Dr. Trump – Are you rich or famous? Then, no. Look, if you do have it, it’s just the flu. You’ll get it, feel bad for a few days, and then feel better. It will go away. Like a miracle. Or you’ll die. But that’s mostly old people. What you really should do is go back to work. 

Sam – But what if I do have it? I’ll risk getting everyone else sick.

Dr. Trump – What do you do for a living?

Sam – I teach aqua aerobics in a swimming pool at a senior citizen retirement home. 

Dr. Trump – Sounds like an essential worker to me. Your country’s economy needs you. Look, if you start to have symptoms, there’s some things you can do. Drink lots of scalding hot water. Put a hair dryer on high heat and blow it up your nose for ten minutes. Take some malaria drugs like chloroquine phosphate. You’ll feel right as rain in no time. At least by Easter. 

Sam – Okay. Can you go ahead and write me a prescription for that?

Dr.
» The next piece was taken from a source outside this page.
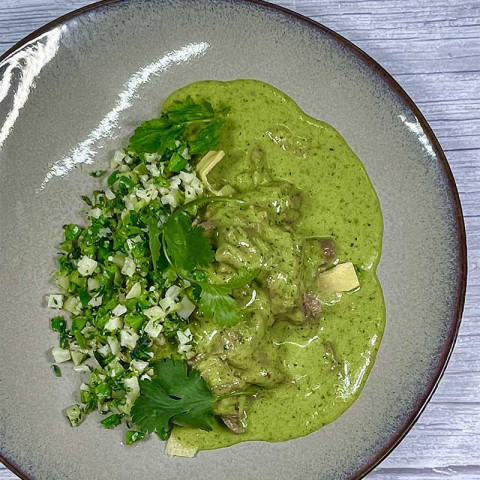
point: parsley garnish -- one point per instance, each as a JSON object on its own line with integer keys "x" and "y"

Trump – I could, except I am not a doctor. 

Sam – Then why are you telling people what to do about the virus?

Dr. Trump – My uncle taught at MIT. He was a brilliant genius. Taught nuclear stuff, I think. Plus. doctors tell me I’m a natural at this sort of thing. 

Sam – I think I’m just going to go home and isolate myself from others, especially you.

Dr. Trump – I may not be a real doctor, but I still bill like one. See you in church! Or court!

Trump points his head in the direction of a real doctor and thinks, “I could do that. I’m taller.”